Dorotea sighs. And Cesare doesn’t know what she would have said, doesn’t know if she’s capable of murder, because, at that moment, MacLeod stirs, swears, rubs the back of his head, sits up.
He blinks at Con, at the baton in her hand.
Then he looks at Cesare, at Dorotea, and back to Con, with the baton. He sits upright, licking his lips nervously.
‘Con, I’m sorry,’ he says. ‘I didn’t mean to go near Dot. I thought . . . I thought she was you.’ His story doesn’t make sense, but he carries on, his face earnest. ‘She tried to kiss me and she told me she was you. And it’s you I love. You have to believe me.’
Con doesn’t move. ‘Don’t touch my sister.’ Her voice shakes.
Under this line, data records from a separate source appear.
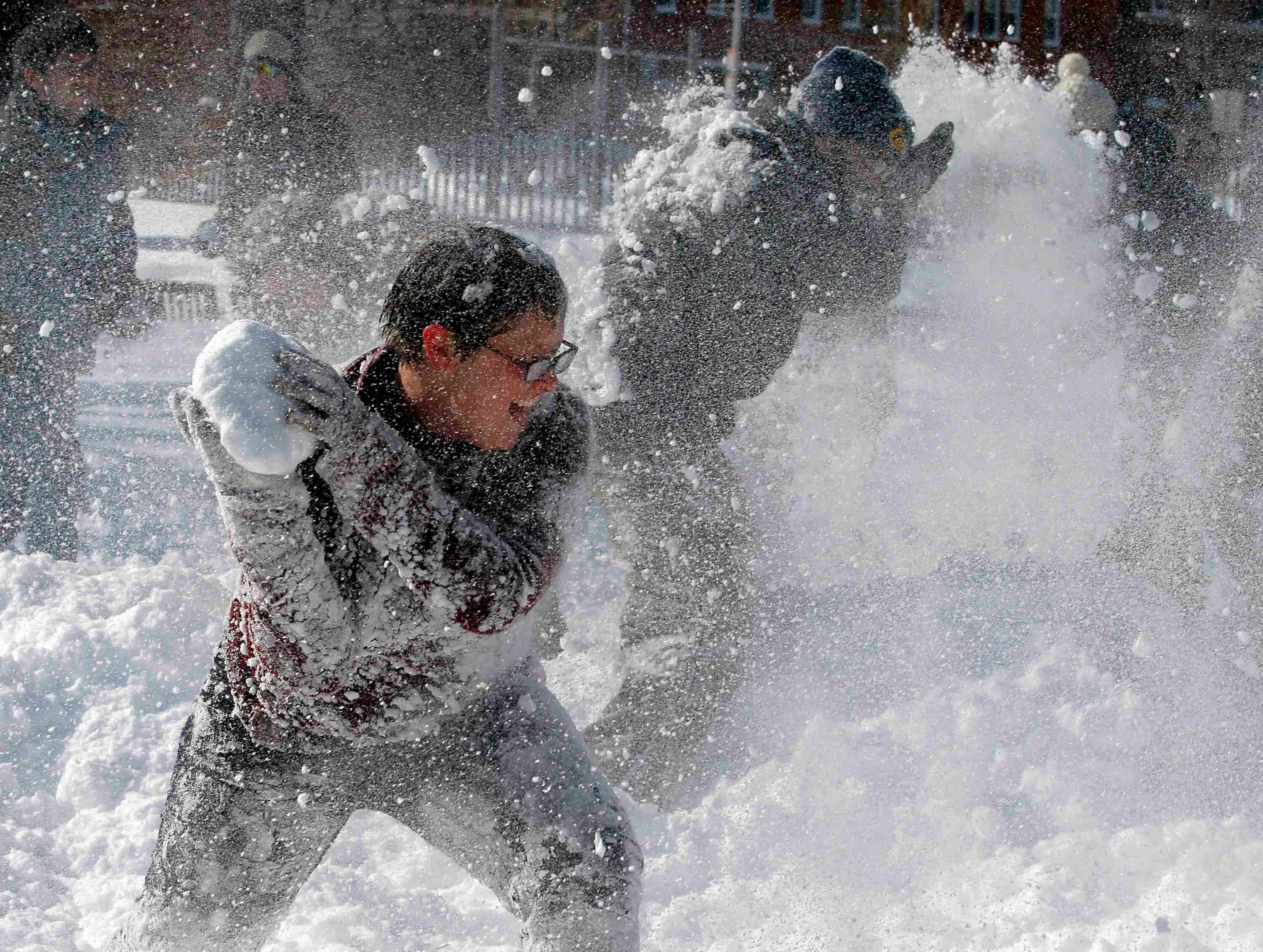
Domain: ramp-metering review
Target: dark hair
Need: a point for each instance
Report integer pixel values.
(42, 42)
(473, 279)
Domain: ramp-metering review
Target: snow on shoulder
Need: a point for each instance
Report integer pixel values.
(233, 379)
(706, 167)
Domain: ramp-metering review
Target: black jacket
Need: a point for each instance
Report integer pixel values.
(708, 292)
(67, 240)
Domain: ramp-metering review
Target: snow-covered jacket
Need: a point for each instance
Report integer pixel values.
(724, 239)
(393, 582)
(67, 240)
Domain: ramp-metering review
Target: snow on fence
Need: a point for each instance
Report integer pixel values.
(547, 181)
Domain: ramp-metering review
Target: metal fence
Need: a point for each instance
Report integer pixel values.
(549, 181)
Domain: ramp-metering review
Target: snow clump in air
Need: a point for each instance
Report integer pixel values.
(700, 168)
(233, 379)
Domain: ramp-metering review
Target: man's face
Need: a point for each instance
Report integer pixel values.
(862, 166)
(487, 397)
(70, 86)
(871, 176)
(269, 84)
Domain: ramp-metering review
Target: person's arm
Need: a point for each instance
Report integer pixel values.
(298, 624)
(478, 574)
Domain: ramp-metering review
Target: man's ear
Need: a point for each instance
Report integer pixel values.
(439, 345)
(930, 158)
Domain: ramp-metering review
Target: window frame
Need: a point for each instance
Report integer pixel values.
(1052, 16)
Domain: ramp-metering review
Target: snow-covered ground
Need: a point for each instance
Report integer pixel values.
(969, 734)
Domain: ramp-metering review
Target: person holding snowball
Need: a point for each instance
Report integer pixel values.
(378, 651)
(69, 255)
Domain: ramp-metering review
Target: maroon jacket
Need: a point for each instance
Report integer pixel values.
(391, 580)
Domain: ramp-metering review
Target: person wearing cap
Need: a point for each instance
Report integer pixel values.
(725, 239)
(69, 254)
(277, 141)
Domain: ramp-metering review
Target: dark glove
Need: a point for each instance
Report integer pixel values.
(229, 476)
(929, 160)
(325, 404)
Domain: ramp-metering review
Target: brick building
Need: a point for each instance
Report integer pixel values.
(402, 72)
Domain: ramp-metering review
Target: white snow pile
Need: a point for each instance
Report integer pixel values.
(989, 417)
(234, 380)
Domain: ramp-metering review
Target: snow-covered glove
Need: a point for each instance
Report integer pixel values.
(324, 403)
(929, 160)
(232, 480)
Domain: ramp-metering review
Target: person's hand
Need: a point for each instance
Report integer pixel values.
(324, 403)
(930, 158)
(228, 475)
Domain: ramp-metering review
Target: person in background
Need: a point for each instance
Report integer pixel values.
(67, 254)
(727, 239)
(1087, 101)
(277, 141)
(378, 651)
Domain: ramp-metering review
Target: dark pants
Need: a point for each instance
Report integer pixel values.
(680, 523)
(506, 788)
(42, 475)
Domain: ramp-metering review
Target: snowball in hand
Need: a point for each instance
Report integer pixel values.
(233, 380)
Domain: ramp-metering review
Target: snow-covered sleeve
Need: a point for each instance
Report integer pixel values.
(290, 614)
(479, 571)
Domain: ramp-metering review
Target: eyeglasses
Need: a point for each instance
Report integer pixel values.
(536, 369)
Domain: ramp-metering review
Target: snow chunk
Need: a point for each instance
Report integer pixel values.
(233, 379)
(1147, 286)
(430, 158)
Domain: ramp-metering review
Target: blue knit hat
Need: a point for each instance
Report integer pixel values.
(849, 94)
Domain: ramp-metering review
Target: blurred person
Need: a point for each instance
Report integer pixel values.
(378, 648)
(807, 211)
(277, 141)
(1085, 99)
(69, 254)
(1180, 269)
(319, 271)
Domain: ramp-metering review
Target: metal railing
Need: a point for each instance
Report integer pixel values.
(545, 181)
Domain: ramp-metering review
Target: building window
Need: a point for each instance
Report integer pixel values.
(983, 18)
(1012, 24)
(763, 9)
(1052, 23)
‘You stay away from them,’ Cesare says. And he’s aware of a threatening growl in his voice that makes it sound like someone else’s. He’s aware that it wouldn’t take much for him to kill this man. The thought feels calming and clear, like a drink of cool water when you’re parched with thirst.
MacLeod stands, looks at Cesare. ‘What will you do if I don’t?’ MacLeod touches his head. His hand comes away bloody. ‘Tell you what,’ he says, ‘if anything else happens to me, you should remember I’ve got friends in Kirkwall. And soon they’ll be able to walk across to this island. They’re not worried about stupid stories of a curse any more. And they can bring others with them to redecorate your chapel, to take down some of your flashy Catholic decoration. They might talk to your Eyetie friends, too – Gino, is it, and Marco? And that priest, Ossani? No one will object if prisoners get hurt in another riot.’
Cesare feels sick. ‘You cannot –’
‘I can do what I like.’ MacLeod steps in close to him, until their faces are almost touching. ‘I belong here. I’ve got a uniform that says so. I’m part of this land. What are you? Some piece of dirt from a place that probably doesn’t exist any more. And these girls, they’re not yours. You’ve no right to touch them, do you hear?’
Cesare imagines grabbing the baton from Con and bringing it down on this man’s face again and again.
He imagines the Punishment Hut, the firing squad. It would almost be worth it, to keep Dorotea safe.
‘Please,’ he hears Dorotea whisper. ‘Please don’t touch him.’ And he doesn’t know if she’s talking to him or to MacLeod, but a heartbeat passes, and then another, and then another. Finally, MacLeod steps backwards, snatches the baton from Con and begins stumbling down the hill.
As soon as he is out of sight, Dorotea turns to Cesare. ‘You have to leave.’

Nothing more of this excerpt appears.